Uma falha de segurança em empresa parceira de logística revelou nomes e endereços de entrega de mais de 10 mil clientes da Trezor — um incidente que vai além do digital e levanta alertas sobre a integridade física dos donos de hardware wallets.
Um vazamento de dados originado em um fornecedor de serviços de entrega vinculado à Trezor expôs informações pessoais de mais de 10 mil clientes, incluindo nomes completos e endereços residenciais de entrega. A falha, reportada pela CryptoSlate, não comprometeu diretamente os dispositivos ou as carteiras digitais dos usuários — mas o tipo de dado exposto é suficiente para criar riscos sérios no mundo físico.
O episódio ocorre em um momento particularmente sensível: o número de invasões domiciliares violentas com alvos específicos em possuidores de criptomoedas tem crescido em diferentes países.
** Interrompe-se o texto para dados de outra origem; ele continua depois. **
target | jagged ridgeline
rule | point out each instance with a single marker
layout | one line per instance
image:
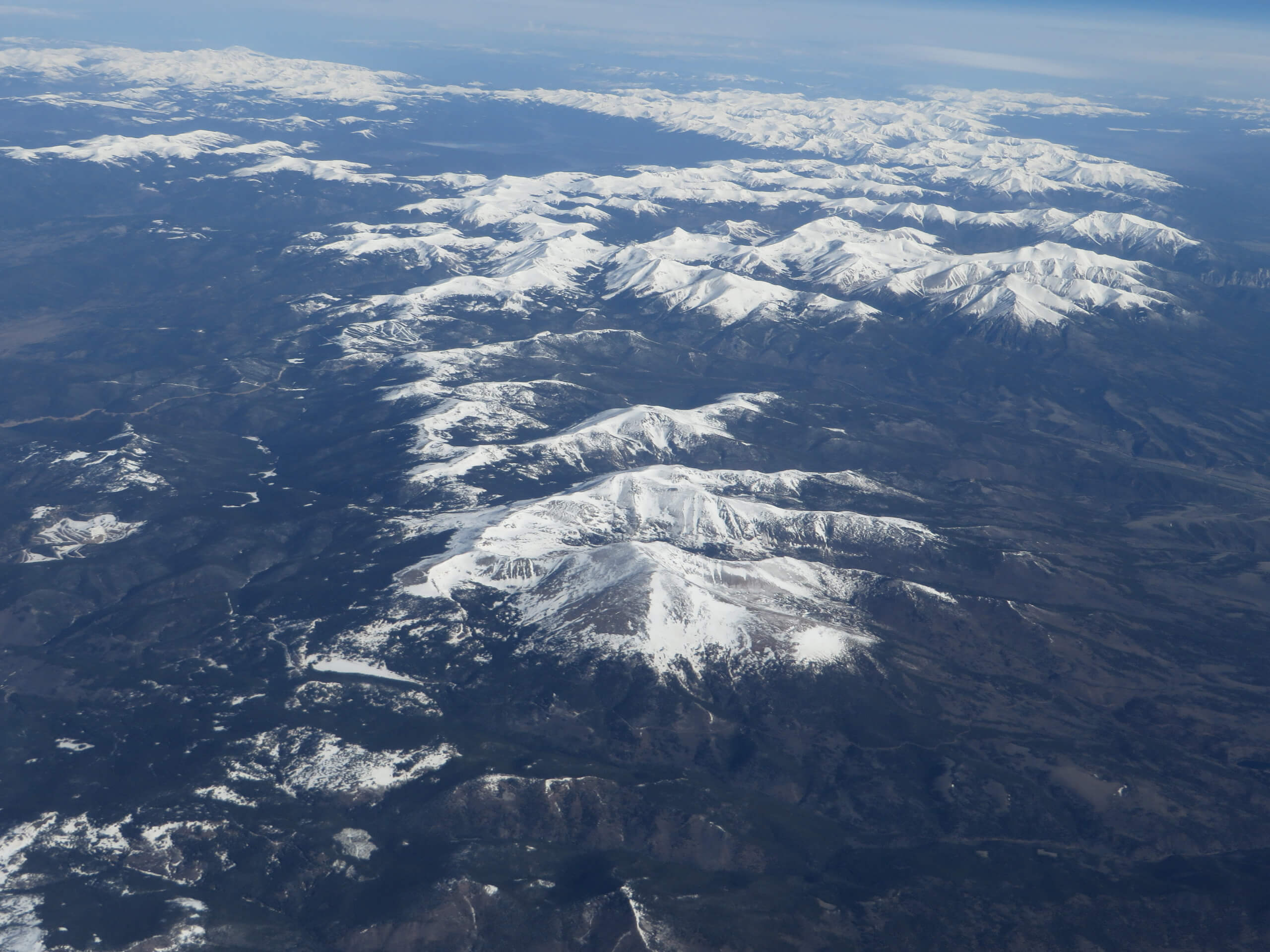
(451, 518)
Criminosos, de posse de listas com nomes e endereços de compradores de hardware wallets, passam a ter um mapa preciso de possíveis vítimas com ativos digitais em custódia própria.
Segundo a CryptoSlate, a brecha foi provocada por uma falha no sistema de um prestador de serviços de logística terceirizado, e não em infraestrutura própria da Trezor. Ainda assim, os dados comprometidos — coletados durante processos normais de compra e envio — são suficientemente sensíveis para viabilizar tanto ataques de phishing direcionado quanto abordagens físicas.
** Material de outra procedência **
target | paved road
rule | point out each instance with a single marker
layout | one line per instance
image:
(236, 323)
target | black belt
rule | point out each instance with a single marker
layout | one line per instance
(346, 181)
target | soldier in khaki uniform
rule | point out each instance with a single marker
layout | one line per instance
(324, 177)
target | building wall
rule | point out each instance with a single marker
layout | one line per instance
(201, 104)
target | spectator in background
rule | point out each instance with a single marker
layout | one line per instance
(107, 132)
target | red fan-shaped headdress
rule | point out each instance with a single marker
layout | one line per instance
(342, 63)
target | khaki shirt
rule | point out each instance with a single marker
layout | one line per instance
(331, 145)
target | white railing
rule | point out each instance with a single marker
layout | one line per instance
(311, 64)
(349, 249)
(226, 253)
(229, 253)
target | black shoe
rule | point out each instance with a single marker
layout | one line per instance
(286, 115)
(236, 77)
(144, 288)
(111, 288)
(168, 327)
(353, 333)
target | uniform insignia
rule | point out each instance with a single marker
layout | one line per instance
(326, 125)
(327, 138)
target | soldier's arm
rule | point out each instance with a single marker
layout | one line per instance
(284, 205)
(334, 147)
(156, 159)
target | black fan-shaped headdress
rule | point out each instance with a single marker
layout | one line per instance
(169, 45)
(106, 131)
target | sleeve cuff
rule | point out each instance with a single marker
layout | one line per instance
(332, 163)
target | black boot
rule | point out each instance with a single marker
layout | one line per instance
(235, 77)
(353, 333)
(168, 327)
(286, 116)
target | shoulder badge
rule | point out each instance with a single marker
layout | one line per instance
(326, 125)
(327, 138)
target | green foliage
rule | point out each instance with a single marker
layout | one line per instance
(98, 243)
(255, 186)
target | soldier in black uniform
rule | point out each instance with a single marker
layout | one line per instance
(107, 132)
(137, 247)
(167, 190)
Por que endereço residencial é um dado crítico no contexto cripto?
Diferentemente de um cartão de crédito clonado — que pode ser bloqueado em minutos —, a posse de uma hardware wallet é física. Saber que uma pessoa comprou um dispositivo de custódia e onde ela mora é informação suficiente para que agentes mal-intencionados planejem abordagens, extorsões ou invasões. O risco não é abstrato: grupos criminosos especializados nesse tipo de ataque já foram registrados na Europa e nos EUA.
Nomes completos e endereços de entrega de mais de 10 mil clientes da Trezor, coletados por empresa de logística terceirizada.
Phishing altamente personalizado e, no cenário mais grave, abordagens físicas a possuidores identificados de hardware wallets.
A brecha não está nos dispositivos Trezor em si, mas em um fornecedor externo de logística — o que evidencia riscos da cadeia de suprimentos.
Seeds, chaves privadas, senhas e saldos de carteiras não foram comprometidos. O incidente é de dados cadastrais, não de ativos digitais.
É importante destacar que os dispositivos Trezor e as chaves privadas dos usuários afetados não foram comprometidos. Nenhuma seed phrase ou acesso direto a carteiras foi exposto. O risco central é o cruzamento de identidade e localização com o perfil de comprador de hardware wallet — informação que, nas mãos erradas, transforma um dado cadastral em ameaça concreta.
O caso reacende um debate recorrente no ecossistema: até que ponto revendedores e fabricantes de equipamentos de segurança digital conseguem garantir a privacidade de seus clientes ao longo de toda a cadeia logística? A coleta de endereço físico é inevitável para a entrega — mas sua guarda e o nível de acesso concedido a terceiros tornam-se um ponto crítico.
📌 Nota editorial
A Trezor já havia enfrentado incidente similar em 2022, quando dados de quase 66 mil usuários foram acessados após falha em plataforma de suporte terceirizada. A recorrência de brechas em fornecedores externos aponta para um desafio estrutural do setor — e não um problema isolado de um único fabricante. Usuários que se preocupam com privacidade física podem considerar o uso de endereços alternativos (como caixas postais) ao adquirir equipamentos sensíveis. Para quem deseja entender melhor como proteger seus ativos, vale consultar o guia da Trezor Keep Metal.
Usuários que receberam comunicados suspeitos atribuídos à Trezor, especialmente solicitando a digitação de palavras-chave (seed phrase), devem ignorar e denunciar. A Trezor nunca solicita a seed phrase por e-mail, SMS ou qualquer canal externo.